Des impôts locaux directs et indirects, il en existe une bonne quarantaine : de la taxe d’habitation, que tout le monde connaît, à la mystérieuse « taxe additionnelle départementale de séjour », en passant par le « versement pour dépassement du plafond légal de densité » S’ajoute à cela l’impressionnante liste des dégrèvements, majorations, exonérations et autres abattements, qui rend le patchwork fiscal totalement incompréhensible. Citons, parmi beaucoup d’autres, l’exonération de la taxe professionnelle pour les « entreprises innovantes ». Qu’est ce qu’est une entreprise innovante ? Nul doute que les technocrates de Bercy ont des idées bien précises sur la question.
L’enchevêtrement des impôts va de pair avec l’enchevêtrement des compétences. En principe, chaque strate administrative est chargée de quelques secteurs bien particuliers. En principe, car, dans les faits, tout le monde fait tout. Les départements, sur le papier, sont plus spécialement destinés au social, mais les communes y mettent également la main, via les CCAS (centres communaux d’action sociale). Les transports, eux aussi, sont du domaine du département, mais les régions y participent également.
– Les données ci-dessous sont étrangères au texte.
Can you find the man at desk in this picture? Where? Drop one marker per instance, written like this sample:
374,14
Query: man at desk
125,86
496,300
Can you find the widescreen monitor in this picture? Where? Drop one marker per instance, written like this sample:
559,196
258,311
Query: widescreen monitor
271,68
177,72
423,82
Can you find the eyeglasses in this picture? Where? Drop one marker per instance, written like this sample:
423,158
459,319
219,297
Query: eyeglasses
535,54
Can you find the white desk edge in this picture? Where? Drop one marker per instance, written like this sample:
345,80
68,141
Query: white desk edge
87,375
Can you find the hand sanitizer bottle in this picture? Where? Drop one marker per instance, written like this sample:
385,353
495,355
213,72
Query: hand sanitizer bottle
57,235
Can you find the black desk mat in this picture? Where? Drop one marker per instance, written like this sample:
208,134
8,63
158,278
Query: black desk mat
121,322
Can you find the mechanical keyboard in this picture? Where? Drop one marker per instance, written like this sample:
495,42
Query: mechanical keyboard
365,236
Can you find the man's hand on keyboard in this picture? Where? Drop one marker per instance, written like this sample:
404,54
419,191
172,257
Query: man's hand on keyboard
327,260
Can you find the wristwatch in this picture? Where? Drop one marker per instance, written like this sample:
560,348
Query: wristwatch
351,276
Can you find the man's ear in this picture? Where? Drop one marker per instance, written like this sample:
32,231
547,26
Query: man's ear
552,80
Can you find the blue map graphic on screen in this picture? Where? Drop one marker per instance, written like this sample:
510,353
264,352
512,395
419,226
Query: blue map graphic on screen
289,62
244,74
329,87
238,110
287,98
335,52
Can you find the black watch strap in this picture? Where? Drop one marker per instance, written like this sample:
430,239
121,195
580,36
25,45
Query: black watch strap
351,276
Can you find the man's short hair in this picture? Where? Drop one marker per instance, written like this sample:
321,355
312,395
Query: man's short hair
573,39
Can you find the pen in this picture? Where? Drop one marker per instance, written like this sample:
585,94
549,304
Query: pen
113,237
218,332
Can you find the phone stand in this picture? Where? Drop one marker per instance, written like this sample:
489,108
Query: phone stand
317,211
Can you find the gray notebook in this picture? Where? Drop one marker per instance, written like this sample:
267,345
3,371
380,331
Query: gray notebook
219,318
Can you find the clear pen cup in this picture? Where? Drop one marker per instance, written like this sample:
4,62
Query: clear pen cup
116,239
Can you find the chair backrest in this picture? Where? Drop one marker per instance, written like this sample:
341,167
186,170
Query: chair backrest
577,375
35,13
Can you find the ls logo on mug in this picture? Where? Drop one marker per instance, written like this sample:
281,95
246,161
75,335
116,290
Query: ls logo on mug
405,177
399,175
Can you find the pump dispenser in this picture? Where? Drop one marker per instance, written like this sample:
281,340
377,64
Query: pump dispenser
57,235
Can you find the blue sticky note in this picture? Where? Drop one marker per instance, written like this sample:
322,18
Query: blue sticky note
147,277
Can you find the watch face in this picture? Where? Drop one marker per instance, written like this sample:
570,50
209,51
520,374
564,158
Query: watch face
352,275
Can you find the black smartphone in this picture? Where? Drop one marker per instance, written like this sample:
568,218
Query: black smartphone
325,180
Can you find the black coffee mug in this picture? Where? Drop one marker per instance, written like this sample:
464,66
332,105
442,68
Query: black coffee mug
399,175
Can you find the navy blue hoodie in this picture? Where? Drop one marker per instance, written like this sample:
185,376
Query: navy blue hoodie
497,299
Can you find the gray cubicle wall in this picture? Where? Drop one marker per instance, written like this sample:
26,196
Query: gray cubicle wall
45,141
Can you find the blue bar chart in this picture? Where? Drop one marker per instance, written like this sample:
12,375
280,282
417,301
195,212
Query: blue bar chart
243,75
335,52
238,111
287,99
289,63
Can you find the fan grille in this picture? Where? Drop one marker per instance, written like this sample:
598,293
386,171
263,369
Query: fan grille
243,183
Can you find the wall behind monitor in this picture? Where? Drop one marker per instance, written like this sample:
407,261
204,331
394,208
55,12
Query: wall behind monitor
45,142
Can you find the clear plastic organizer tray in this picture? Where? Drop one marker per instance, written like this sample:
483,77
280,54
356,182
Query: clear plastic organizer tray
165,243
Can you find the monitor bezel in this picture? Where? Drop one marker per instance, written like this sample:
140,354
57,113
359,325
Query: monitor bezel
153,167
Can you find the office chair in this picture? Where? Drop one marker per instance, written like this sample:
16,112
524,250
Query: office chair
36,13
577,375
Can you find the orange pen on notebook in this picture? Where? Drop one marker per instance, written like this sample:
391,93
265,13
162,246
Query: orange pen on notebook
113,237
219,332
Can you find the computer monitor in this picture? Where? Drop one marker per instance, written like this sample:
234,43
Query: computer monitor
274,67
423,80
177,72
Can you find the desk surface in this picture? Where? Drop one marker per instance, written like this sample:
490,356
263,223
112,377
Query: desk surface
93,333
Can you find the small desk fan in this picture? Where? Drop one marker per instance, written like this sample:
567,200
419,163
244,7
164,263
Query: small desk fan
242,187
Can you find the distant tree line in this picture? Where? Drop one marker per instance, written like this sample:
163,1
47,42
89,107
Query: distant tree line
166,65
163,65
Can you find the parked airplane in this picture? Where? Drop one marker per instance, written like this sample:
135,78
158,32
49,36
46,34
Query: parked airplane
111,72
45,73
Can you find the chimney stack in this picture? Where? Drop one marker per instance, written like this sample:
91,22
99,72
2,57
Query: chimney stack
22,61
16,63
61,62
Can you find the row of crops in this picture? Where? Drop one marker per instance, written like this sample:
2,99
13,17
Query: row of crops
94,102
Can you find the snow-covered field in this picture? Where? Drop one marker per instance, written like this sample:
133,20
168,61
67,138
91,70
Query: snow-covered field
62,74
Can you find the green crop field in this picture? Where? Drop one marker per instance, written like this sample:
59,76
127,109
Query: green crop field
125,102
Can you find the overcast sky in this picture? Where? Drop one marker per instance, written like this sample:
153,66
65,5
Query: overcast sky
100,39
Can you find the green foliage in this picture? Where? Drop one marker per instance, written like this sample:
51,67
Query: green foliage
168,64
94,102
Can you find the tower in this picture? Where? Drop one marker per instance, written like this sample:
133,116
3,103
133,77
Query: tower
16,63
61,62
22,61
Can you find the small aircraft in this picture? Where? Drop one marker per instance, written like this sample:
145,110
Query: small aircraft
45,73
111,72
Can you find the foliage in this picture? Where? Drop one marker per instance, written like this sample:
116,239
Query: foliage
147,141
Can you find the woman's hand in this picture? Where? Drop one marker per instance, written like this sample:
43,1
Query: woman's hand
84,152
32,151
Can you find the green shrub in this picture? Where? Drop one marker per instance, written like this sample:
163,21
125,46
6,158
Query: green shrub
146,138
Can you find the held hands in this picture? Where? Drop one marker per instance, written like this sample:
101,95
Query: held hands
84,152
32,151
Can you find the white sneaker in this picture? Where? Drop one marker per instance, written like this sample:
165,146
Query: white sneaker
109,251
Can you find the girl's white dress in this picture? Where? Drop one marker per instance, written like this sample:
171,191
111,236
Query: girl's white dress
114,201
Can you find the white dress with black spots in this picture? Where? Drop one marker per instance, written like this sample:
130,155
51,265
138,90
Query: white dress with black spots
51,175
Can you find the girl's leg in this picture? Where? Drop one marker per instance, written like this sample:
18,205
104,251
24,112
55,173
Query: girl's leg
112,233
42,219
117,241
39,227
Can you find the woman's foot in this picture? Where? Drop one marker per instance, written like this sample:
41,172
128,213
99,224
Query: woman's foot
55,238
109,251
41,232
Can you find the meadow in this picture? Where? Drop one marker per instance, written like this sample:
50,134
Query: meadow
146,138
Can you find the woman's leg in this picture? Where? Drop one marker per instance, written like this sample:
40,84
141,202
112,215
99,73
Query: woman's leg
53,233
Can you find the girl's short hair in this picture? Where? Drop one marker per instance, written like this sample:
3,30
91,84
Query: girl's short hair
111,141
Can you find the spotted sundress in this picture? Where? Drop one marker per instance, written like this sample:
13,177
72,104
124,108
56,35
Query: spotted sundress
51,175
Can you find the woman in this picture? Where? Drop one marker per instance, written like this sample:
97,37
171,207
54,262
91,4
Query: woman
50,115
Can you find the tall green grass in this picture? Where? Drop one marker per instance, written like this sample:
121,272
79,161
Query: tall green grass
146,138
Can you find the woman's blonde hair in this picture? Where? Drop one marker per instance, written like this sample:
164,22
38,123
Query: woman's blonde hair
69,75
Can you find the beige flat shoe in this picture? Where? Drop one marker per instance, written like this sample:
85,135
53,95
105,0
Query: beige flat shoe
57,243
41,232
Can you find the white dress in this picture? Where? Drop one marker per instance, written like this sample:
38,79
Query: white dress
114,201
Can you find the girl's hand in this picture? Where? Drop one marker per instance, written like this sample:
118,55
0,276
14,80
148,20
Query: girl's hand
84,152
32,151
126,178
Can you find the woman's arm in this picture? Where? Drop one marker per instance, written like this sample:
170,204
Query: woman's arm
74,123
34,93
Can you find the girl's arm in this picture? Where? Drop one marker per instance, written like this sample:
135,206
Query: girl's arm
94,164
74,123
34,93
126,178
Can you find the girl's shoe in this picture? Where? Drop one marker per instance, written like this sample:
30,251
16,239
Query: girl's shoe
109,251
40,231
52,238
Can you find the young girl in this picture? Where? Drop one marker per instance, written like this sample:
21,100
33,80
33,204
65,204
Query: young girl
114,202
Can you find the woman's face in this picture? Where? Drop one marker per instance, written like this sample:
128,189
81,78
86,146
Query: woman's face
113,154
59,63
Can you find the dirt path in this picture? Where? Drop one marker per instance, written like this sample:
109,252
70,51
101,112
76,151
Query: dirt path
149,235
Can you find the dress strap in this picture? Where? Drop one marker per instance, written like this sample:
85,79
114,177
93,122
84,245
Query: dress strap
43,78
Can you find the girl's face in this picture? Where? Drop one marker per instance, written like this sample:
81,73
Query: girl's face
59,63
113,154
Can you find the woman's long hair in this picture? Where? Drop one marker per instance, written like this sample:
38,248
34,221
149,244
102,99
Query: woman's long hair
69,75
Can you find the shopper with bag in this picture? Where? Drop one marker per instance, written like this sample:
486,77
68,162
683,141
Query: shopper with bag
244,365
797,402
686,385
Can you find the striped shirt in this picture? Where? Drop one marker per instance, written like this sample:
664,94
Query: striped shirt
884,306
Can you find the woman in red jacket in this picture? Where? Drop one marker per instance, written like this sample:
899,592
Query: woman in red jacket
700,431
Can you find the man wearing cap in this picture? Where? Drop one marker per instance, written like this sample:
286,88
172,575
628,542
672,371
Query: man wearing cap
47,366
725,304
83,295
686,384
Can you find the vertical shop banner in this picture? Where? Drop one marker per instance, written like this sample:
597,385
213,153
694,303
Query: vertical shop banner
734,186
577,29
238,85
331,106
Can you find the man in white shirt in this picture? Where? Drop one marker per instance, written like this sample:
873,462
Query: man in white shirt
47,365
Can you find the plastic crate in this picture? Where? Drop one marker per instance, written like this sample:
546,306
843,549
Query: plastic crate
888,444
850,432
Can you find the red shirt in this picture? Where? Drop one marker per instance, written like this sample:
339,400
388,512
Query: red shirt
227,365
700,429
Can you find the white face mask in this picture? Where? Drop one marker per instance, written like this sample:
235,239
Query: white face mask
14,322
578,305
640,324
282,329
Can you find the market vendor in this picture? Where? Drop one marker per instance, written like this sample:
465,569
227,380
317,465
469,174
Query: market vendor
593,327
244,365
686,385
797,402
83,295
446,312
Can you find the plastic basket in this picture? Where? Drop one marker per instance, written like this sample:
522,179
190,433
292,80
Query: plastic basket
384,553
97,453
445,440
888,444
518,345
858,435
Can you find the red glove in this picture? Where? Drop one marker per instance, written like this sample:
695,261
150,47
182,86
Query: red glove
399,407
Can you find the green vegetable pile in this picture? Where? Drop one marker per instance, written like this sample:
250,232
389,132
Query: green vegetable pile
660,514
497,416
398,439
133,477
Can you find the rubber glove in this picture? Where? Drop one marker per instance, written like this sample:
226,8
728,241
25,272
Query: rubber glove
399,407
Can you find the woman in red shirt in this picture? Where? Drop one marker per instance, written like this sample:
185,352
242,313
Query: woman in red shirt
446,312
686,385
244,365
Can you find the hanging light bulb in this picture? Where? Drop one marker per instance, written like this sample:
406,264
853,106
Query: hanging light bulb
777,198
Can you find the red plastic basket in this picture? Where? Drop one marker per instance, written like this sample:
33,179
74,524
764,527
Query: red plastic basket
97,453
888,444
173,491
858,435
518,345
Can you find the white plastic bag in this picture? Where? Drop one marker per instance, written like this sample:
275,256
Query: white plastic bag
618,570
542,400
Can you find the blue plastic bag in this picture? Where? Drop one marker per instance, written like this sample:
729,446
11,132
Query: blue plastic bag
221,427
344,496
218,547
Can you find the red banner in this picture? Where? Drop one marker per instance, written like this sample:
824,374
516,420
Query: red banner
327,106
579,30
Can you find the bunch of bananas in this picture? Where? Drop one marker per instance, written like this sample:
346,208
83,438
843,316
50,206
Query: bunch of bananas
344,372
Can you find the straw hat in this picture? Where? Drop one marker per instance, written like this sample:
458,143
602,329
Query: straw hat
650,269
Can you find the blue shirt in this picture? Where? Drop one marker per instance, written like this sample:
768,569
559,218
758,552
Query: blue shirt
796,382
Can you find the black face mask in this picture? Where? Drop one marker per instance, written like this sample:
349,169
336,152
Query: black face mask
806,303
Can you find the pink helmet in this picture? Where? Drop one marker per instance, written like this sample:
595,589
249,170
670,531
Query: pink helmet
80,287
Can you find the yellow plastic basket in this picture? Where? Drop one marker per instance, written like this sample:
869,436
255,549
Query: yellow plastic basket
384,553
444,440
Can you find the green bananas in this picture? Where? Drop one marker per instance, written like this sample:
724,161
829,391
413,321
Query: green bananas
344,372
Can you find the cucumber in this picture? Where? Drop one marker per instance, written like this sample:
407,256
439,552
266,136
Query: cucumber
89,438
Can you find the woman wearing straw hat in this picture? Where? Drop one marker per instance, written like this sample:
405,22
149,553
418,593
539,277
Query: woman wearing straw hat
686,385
Certains secteurs sont particulièrement prisés, au premier rang desquels la culture, les sports ou les innombrables « actions envers les jeunes »… L’action économique, qui brille par son inutilité, est partout pratiquée.
Mieux: on voit des collectivités conquérir des domaines qui, légalement, sont du ressort de l’État, comme l’enseignement supérieur ou la coopération avec les pays pauvres.
Bref, c’est à une véritable surenchère que se livrent les collectivités locales. Ce que souligne Marc Censi, président de l’Association des communautés de France : « La multiplication des acteurs locaux et l’incohérence des politiques menées sont un vrai problème… S’il y a une économie à faire, c’est dans l’imbroglio des compétences et la concurrence entre départements et régions. Les différents niveaux de collectivités sont mis en concurrence et chacun souhaite planter son drapeau sur les opérations locales. Il y a là une véritable gabegie que personne ne veut ni dénoncer ni mesurer. »
Enfin l’État lui-même encourage l’augmentation des dépenses locales. Notamment par le biais des dotations dont le mécanisme pervers pousse les communes à débourser toujours plus d’argent. Par exemple la « dotation nationale de péréquation », destinée aux communes dont « l’effort fiscal est supérieur à l’effort fiscal moyen des communes appartenant au même groupe démographique » (Code général des collectivités locales). Et donc réservée à celles qui dépensent le plus. De même l’« effort fiscal » est pris en compte pour la « dotation de solidarité urbaine » et la «dotation de solidarité rurale ». Le Code général des collectivités locales prévoit qu’une « dotation de solidarité urbaine et de cohésion sociale » est versée aux communes urbaines qui dépensent le plus en logements sociaux et en aides au logement.
Pire, les collectivités qui dépensent le plus se trouvent en général être les plus riches. En 2003, la ville de Paris a reçu une dotation globale de fonctionnement (DGF) supérieure de 65 % à celle de la moyenne nationale par habitants.
Tous les observateurs de bonne foi en sont d’accord: cette situation ne peut plus durer.